This is a set of tutorials for the CMS Data Analysis School (CMSDAS) Statistics Short Exercise that are implemented in Jupyter notebooks. The tutorials provide a concise introduction to key ideas in statistics and a few of the statistical analysis tools commonly used in high-energy physics.

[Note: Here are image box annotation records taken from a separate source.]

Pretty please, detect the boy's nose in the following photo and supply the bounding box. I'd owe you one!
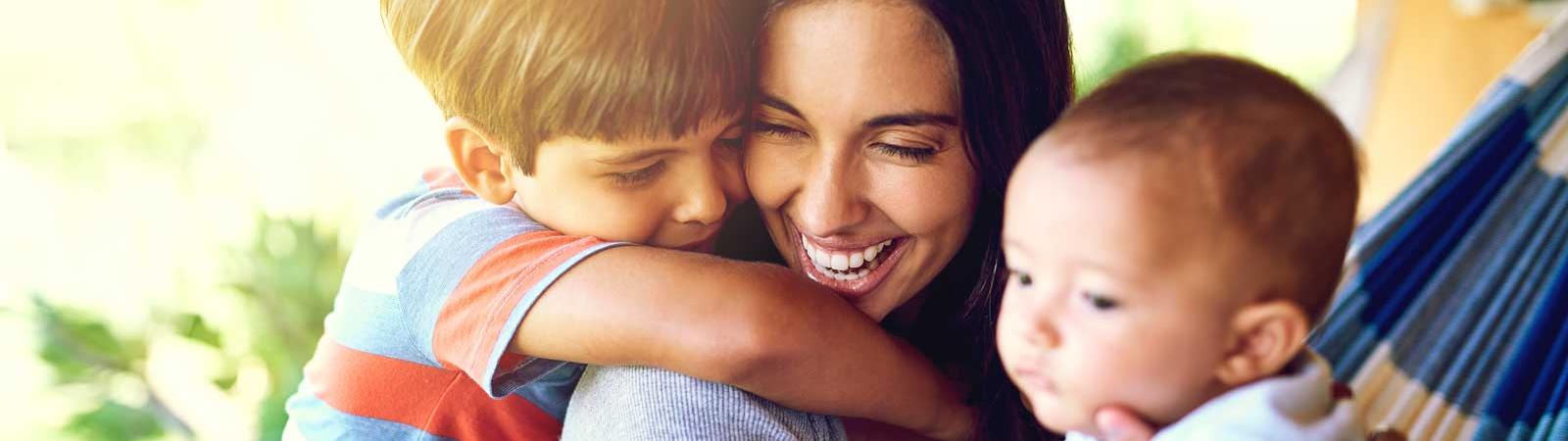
[671,161,729,224]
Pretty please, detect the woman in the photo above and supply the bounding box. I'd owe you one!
[564,0,1139,439]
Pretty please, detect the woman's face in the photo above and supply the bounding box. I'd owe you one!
[745,2,977,320]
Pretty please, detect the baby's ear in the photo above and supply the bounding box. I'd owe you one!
[447,117,517,204]
[1215,300,1309,388]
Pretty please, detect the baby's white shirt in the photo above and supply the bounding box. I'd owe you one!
[1066,350,1366,441]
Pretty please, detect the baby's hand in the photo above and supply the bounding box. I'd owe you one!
[1095,407,1154,441]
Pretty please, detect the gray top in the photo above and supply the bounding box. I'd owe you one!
[562,366,847,441]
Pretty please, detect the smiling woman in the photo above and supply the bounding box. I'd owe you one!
[564,0,1091,439]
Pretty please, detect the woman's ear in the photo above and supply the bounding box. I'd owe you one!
[447,117,517,204]
[1215,300,1309,386]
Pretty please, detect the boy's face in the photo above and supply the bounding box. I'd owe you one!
[507,117,748,253]
[998,141,1256,433]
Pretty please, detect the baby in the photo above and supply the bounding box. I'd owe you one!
[998,55,1364,439]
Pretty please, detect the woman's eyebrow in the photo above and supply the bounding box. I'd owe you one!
[758,92,806,120]
[862,112,958,128]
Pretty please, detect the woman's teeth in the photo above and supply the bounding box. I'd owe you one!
[802,238,892,281]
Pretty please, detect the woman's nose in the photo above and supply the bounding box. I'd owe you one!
[794,156,870,237]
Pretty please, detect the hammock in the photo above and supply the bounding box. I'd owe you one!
[1309,11,1568,439]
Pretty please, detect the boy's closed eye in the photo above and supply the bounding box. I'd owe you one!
[606,160,664,188]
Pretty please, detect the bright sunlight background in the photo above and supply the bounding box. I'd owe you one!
[0,0,1354,439]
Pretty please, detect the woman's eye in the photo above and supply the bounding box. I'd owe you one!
[751,121,806,140]
[609,160,664,187]
[1084,290,1119,311]
[872,143,936,164]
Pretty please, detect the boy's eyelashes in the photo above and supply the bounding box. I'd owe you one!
[606,160,664,188]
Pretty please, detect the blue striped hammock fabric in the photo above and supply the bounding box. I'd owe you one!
[1309,12,1568,439]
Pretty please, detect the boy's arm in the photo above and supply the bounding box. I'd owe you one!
[512,246,972,439]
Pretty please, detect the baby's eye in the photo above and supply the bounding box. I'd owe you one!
[1082,290,1121,311]
[1008,270,1035,287]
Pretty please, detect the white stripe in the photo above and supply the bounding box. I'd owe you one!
[1503,10,1568,86]
[343,199,502,295]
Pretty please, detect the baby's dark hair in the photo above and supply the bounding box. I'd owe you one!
[1045,53,1359,323]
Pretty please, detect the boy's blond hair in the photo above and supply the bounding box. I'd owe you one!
[381,0,762,172]
[1046,53,1361,321]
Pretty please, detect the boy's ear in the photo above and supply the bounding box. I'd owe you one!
[1215,298,1309,386]
[447,117,517,204]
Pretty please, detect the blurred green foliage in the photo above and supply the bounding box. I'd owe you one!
[29,215,347,439]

| notebooks | description |
|---|---|
0/exercise_0.ipynb |
a very short PyROOT/RooFit tutorial |
1/exercise_1a.ipynb |
analyzing a single count using RooFit/RooStats |
1/exercise_1b.ipynb |
analyzing a single count using RooFit/RooStats |
2/exercise_2.ipynb |
analyzing three counts using RooFit/RooStats |
3/exercise_3a.ipynb |
analyzing three counts using combine |
3/exercise_3b.ipynb |
a realistic counting experiment using combine |
3/exercise_3c.ipynb |
systematic uncertainties for data-driven background estimates using combine |
4/exercise_4.ipynb |
binned fit to Run I H->gg data (optional) |
5/exercise_5.ipynb |
unbinned fit to Type Ia supernovae distance modulus/red shift data (optional) |
6/exercise_6.ipynb |
histogram template analysis using combine |
-
Go to https://coffea.casa and log in with your CMS credentials.
-
Start a new server with the image named
Combine / Python 3.10 / ROOT 6.26.4. -
In the terminal window, download the tutorials by typing:
git clone https://github.com/FNALLPC/statistics-das.git
Make sure to use https and NOT ssh on
coffea.casa. -
Initialize the environment:
conda init source /home/cms-jovyan/.bashrc -
To open a notebook, e.g.
statistics-das/0/exercise_0.ipynb, simply click on the file. -
When using
combineortext2workspace.pyyou may encounter "command not found" error. If so, open a terminal and update the following environment variables:export PATH=$PATH:/tmp/HiggsAnalysis/CombinedLimit/build/bin/ export LD\_LIBRARY\_PATH=$LD\_LIBRARY\_PATH:/tmp/HiggsAnalysis/CombinedLimit/build/lib/ export PYTHONPATH=/tmp/HiggsAnalysis/CombinedLimit/build/lib/python -
Have a coffee.
Jupyter notebooks are structured into cells. It is recommended that you execute the notebooks one cell at a time to ensure that each cell works as expected. And, yes, cells should be executed sequentially! Of course, if you're careful, you can go back and re-execute cells. But remember jupyter notebooks are ``sticky'' in that the notebook pays attention to the order in which cells have been executed. This can lead to confusion. If things get really messed up, it's usually better to re-launch the jupyter kernel and start again from scratch.
- Use esc r to disable a cell
- Use esc y to reactivate it
- Use esc m to go to markdown mode. Markdown is the typesetting language used in jupyter notebooks. In a markdown cell, double tap the mouse or glide pad (on your laptop) to go to edit mode.
- Shift + return to execute a cell (including markdown cells).
- If the equations don't typeset, try double tapping the cell again, and re-execute it.